Accuracy Score on Test Set for Random Forest Classifier: 0.7965618767214361
Precision Score - weighted averaged on Test Set for Random Forest Classifier: 0.7190495771048088
Recall Score - weighted averaged on Test Set for Random Forest Classifier: 0.7965618767214361
F1 Score - weighted averaged on Test Set for Random Forest Classifier: 0.7444888093081168
ROC-AUC score - weighted averaged on Test Set for Random Forest Classifier: 0.6977167825865475


The tuned random forest classifier doesn't actually outperform the original one by much! Nonetheless, this model performs the best of all of our models so far.

## 4. Gradient Boosting Classifier

In [20]:
# for some reason it was IMPOSSIBLE to run a RandomizedSearchCV on this classifier.
# I let it run for hours and it never completed.
# But let's try it with the default parameters to see if it's promising
# (it's not)

from sklearn.ensemble import GradientBoostingClassifier
GBC = GradientBoostingClassifier()
GBC.fit(X_train, y_train)

In [21]:
y_pred_gbc = GBC.predict(X_test)
y_probs_gbc = GBC.predict_proba(X_test)

In [22]:
print("Accuracy Score on Test Set for Gradient Boosting Classifier: {}"
      .format(accuracy_score(y_test, y_pred_gbc)))
print("Precision Score - weighted averaged on Test Set for Gradient Boosting Classifier: {}"
      .format(precision_score(y_test, y_pred_gbc, average='weighted')))
print("Recall Score - weighted averaged on Test Set for Gradient Boosting Classifier: {}"
      .format(recall_score(y_test, y_pred_gbc, average='weighted')))
print("F1 Score - weighted averaged on Test Set for Gradient Boosting Classifier: {}"
      .format(f1_score(y_test, y_pred_gbc, average='weighted')))
print("ROC-AUC score - weighted averaged on Test Set for Gradient Boosting Classifier: {}"
      .format(roc_auc_score(y_test, y_probs_gbc, average='weighted', multi_class='ovo')))

Accuracy Score on Test Set for Gradient Boosting Classifier: 0.7088042549149967
Precision Score - weighted averaged on Test Set for Gradient Boosting Classifier: 0.7174036038538861
Recall Score - weighted averaged on Test Set for Gradient Boosting Classifier: 0.7088042549149967
F1 Score - weighted averaged on Test Set for Gradient Boosting Classifier: 0.7123079122040494
ROC-AUC score - weighted averaged on Test Set for Gradient Boosting Classifier: 0.6510593057288828


Again, the RandomizedSearchCV never finished running on the GradientBoostingClassifier. Instead I set the normal parameters to get a baseline metric. As we can see, these scores were pretty average. Accuracy and recall weren't great, and precision, F1, and ROC-AUC were only slightly better than the dummy classifier.

## Conclusion

The Random Forest Classifier outperforms the KNN Classifier, Logistic Regression, and Gradient Boosting Classifier. Its accuracy and recall actually don't outperform the Dummy Classifier, but its precision and ROC-AUC scores are quite a bit better.
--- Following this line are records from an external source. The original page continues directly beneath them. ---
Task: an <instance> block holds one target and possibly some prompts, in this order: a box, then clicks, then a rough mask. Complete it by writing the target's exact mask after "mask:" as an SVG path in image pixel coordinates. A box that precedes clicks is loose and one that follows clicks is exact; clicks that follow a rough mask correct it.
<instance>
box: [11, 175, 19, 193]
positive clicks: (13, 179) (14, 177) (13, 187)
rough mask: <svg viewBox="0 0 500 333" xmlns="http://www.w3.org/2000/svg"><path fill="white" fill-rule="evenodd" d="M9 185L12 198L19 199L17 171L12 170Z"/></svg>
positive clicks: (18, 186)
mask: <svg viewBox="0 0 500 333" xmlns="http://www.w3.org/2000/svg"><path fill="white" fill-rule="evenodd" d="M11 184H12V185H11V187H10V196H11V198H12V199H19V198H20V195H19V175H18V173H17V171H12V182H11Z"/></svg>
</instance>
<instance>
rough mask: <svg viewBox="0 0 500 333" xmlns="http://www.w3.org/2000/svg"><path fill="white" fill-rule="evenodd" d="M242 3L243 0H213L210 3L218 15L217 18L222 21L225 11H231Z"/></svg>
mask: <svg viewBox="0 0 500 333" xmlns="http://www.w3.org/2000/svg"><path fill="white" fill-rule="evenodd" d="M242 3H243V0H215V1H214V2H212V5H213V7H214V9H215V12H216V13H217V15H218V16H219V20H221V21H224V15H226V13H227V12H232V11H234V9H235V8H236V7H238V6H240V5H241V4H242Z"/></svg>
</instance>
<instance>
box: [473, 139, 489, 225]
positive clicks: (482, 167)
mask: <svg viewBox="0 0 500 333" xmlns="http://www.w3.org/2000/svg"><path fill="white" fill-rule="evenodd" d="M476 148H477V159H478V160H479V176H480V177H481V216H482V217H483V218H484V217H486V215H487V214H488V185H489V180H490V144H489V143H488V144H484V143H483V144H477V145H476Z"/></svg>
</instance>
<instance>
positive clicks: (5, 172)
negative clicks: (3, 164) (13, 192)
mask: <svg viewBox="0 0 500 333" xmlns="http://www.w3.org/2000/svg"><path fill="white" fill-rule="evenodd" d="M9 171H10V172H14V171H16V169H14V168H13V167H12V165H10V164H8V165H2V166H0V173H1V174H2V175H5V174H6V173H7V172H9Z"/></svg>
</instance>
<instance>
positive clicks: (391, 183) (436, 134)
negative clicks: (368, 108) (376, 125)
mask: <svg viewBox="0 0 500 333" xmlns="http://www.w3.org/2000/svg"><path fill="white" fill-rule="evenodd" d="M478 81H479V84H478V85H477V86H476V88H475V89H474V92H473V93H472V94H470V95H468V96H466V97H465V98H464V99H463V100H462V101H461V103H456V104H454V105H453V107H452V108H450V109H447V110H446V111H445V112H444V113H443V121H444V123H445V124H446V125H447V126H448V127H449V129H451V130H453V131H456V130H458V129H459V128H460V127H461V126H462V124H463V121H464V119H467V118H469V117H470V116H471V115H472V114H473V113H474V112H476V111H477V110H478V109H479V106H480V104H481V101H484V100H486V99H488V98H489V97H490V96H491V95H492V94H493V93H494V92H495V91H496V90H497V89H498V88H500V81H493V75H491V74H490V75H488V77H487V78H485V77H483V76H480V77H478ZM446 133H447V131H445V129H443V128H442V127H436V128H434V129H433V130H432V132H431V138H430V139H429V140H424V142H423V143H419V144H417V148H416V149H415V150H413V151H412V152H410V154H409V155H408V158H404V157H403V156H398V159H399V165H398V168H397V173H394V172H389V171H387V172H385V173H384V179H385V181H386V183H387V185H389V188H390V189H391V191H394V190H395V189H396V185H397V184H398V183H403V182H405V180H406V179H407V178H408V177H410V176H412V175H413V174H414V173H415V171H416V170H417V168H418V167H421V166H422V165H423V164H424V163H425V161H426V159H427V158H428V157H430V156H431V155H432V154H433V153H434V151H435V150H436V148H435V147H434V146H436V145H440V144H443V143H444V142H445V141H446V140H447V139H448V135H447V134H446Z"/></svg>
For the RF Classifier we found optimal hyperparameters found through RandomizedSearchCV: {'n_estimators': 425, 'criterion': 'entropy'}.

Rounded to two decimal places:
Our accuracy was 0.80,
precision was 0.72,
recall was 0.80,
F1 score was 0.74,
and ROC-AUC was 0.70.

## Saving our best model

In [16]:
from sklearn.ensemble import RandomForestClassifier
best_RF = RandomForestClassifier(n_estimators=425,
                criterion='entropy')
best_model = best_RF.fit(X_train, y_train)

In [17]:
from sklearn import __version__ as sklearn_version
import datetime
import pickle
best_model.version = 1.0
best_model.pandas_version = pd.__version__
best_model.numpy_version = np.__version__
best_model.sklearn_version = sklearn_version
best_model.X_columns = [col for col in X_train.columns]
best_model.build_datetime = datetime.datetime.now()

In [18]:
savedmodel = 'RDU_departure_predictions.pkl'
pickle.dump(best_model, open(savedmodel, 'wb'))